Biomarkers

Background: Plasma and cerebrospinal (CSF) biomarkers are promising candidates for detecting neuropathology. While CSF biomarkers directly reflect pathophysiological processes within the central nervous system, their requirement for a lumbar puncture is a barrier to their widespread scalability in practice. Therefore, we examined cross-sectional associations of plasma biomarkers of amyloid (Aβ42/Aβ40 and pTau-181), neurodegeneration (Neurofilament Light, NfL), and neuroinflammation (Glial Fibrillary Acidic Protein, GFAP) with brain volume, cognition, and their corresponding CSF levels.
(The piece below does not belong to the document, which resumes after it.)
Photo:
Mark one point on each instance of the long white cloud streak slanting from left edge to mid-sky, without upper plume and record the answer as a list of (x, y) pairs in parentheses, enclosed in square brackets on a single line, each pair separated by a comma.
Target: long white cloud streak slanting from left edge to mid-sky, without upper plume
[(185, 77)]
Method: This was a cross-sectional dementia-free community-based cohort of participants aged ≥55 years. All participants underwent neuropsychological testing comprising mini-mental state examinations (MMSE), clinical dementia rating sum-of-boxes (CDR-SB), and domain-specific tests (episodic memory, visual memory, language, and executive function, expressed as Z-scores). SIMOA-measured® paired CSF and plasma p-Tau181, GFAP, Aβ42/Aβ40 ratio, and NfL were obtained, as were brain MRI scans. Multivariable linear regression adjusting for age, sex, and education was employed to evaluate associations of log₁₀-transformed plasma biomarker levels with cognitive performance and cortical thickness (adjusted for total intracranial volume). Pearson's correlations and Bland-Altman plots were employed to evaluate correlations and agreement between paired levels of CSF and plasma biomarkers.
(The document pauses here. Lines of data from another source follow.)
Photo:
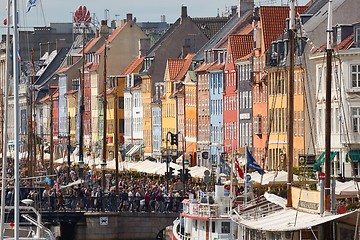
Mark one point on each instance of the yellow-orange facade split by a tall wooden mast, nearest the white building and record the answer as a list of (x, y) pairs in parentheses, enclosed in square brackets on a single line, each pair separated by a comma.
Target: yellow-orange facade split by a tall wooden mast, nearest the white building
[(278, 80)]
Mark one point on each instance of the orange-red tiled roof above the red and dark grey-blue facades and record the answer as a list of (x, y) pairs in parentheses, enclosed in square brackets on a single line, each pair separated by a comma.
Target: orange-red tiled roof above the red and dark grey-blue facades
[(241, 45)]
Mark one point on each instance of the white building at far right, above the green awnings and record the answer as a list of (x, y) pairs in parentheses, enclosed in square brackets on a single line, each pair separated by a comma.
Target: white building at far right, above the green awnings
[(345, 101)]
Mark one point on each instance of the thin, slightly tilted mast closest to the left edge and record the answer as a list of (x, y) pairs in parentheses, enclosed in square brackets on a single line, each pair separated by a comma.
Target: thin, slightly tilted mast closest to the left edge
[(5, 122)]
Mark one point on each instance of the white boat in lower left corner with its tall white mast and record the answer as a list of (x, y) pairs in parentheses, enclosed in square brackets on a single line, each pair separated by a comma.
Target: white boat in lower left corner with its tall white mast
[(32, 228)]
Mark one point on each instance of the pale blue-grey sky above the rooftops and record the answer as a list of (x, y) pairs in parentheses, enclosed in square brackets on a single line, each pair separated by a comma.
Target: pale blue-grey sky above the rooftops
[(144, 10)]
Result: Of 147 dementia-free participants (mean age 66.7±7.7 years, 93% Caucasian), 34% were male. Lower plasma Aβ42/40 was significantly associated with poorer CDR-SB (β-6.62, (95%C.I. -11.97, -1.27), p=0.016). Higher plasma GFAP levels were associated with lower MMSE (β-1.70, (95%C.I.-3.22, -0.18) p=0.029)). Higher plasma GFAP and NfL were significantly associated with poorer visual and episodic memory Z-scores (all p<0.05). Lower plasma NfL levels were associated with greater cortical thickness (β-3.43, 95%C.I. -6.18, -0.67, p=0.015), with significant interactions observed with age (p-interaction=0.014, Figure 1). Of 47 participants with CSF biomarkers, paired levels of plasma and CSF pTau-181 (R:0.61, p<0.0001), Aβ42/40 (R:0.53, p=0.0001), GFAP (R:0.66, p<0.0001) and NfL (R:0.56, p<0.0001) were significantly correlated (Figure 2). Using Bland-Altman analysis, greater dispersion was observed between paired CSF and plasma p-Tau181 and Aβ42/40 levels (Figure 3).

Conclusion: Plasma biomarkers of neurodegenerative, neuroinflammation and amyloid pathology related closely with cognitive performance, neuroimaging indices, and their paired CSF levels. These may serve as promising candidates for detecting early neuropathology even in a dementia-free community-based population.